For your presentation, we will focus on this aspect; the way you frame your inquiry and what your data tells you. As a suggestion, try to organize your presentation in thirds:

1/3 – clear research question, methods strategy, and why the topic is important
1/3 – data collection overview and analysis
1/3 – preliminary findings

13 August: Individual Group meetings: Schedule TBA

16 August: VKS Presentation (15minutes/group)

* intro
* research question
* methods
* findings
* conclusion

17 August: Final Projects due:

Online Presentation requirements:

Text – use the wiki to collaboratively develop and communicate your project. Use the outline below as guidelines for your write up. Note: You can use your research proposal as a starting point—there should be much overlap in content.
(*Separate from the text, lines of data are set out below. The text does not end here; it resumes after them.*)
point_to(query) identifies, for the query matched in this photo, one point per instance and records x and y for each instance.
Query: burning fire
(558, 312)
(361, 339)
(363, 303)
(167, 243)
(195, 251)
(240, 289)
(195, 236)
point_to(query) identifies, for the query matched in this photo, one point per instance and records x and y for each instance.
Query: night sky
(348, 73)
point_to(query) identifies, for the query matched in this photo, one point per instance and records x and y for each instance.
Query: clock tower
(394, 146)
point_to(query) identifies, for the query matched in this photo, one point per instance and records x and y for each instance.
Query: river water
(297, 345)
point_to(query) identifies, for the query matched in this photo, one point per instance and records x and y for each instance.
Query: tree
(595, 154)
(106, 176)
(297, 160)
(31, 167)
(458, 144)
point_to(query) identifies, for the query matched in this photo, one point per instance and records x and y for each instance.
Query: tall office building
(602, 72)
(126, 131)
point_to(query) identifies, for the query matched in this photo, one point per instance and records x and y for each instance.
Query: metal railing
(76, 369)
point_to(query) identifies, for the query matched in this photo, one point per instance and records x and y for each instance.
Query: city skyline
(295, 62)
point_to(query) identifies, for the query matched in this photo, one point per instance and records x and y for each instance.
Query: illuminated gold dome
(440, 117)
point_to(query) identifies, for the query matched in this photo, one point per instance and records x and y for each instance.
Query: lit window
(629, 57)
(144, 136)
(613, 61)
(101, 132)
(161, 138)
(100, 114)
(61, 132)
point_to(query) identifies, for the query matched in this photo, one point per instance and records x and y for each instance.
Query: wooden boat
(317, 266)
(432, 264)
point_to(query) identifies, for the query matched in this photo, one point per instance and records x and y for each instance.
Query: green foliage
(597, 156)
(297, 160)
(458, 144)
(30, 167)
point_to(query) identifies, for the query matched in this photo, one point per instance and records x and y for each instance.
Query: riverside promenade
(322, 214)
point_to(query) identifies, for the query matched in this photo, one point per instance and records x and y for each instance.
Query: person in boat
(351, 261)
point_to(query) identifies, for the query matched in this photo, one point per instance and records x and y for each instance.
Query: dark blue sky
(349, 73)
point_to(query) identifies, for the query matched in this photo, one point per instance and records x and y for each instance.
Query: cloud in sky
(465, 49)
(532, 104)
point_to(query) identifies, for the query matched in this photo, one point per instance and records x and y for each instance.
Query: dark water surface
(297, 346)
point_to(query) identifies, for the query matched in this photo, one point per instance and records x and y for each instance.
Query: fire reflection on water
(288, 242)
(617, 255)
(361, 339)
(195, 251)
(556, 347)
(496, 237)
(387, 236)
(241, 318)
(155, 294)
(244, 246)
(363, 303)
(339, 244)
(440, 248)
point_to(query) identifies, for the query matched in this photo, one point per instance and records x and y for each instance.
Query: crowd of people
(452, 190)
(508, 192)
Images – Incorporate photos of your field sites and/or subjects depending on consent and privacy considerations (this can be interpreted broadly)

Video – Incorporate at least one video clip related to your research topic and/or subjects depending on consent and privacy considerations (this can be interpreted broadly).

Geotagging (revised) – link, where appropriate with regard to privacy concerns, photos of your field sites to a Google map. Where privacy is an issue, you can instead link topically related images to the group map.

Wiki – use the wiki format as the central ‘place’ for accessing/organizing all of your research materials; blogs, data, presentation, images, text, etc. this means to link to your online photo archives and such, rather than downloading to the wiki, in a manor that provides intelligent navigation possibilities.

Research write-up:

1. Abstract statement of situation and research question (200 words max)

2. Background (~1000 words) – an overview that synthesizes the project for all group members. This should include:

  • Literature review – from your reading discuss what are the core issues, common concerns, and debates
  • Why is the topic relevant? How did it advance yours and others understanding of the issue? Remember to consider why it has been of personal interest to you.
  • Locate the online and offline manifestations of your. Describe the context of your field sites (online and offline).

    3. Research Methods (~1000 words/plus bibliography)

    • Methods strategy employed (online and offline)
    • Affordances & limitations: how did each method enable you to answer your research question? What were their limitations?
    • Reflexivity- what biases and assumptions did you bring to the project and how did they manifest in your field research. How did you deal this?

      4. Human Subjects, if applicable discuss (500 words)

      • Methods for recruiting (interview) subjects,
      • Measures taken to guarantee confidentiality and anonymity.

        5. Analysis (~1000 words) – what did you find? This is a somewhat descriptive section where you recount and interpret your data.

        4. Discussion (~500 words)- answer your research question, discuss the implications of your findings and suggest where YOU might take this research in the future.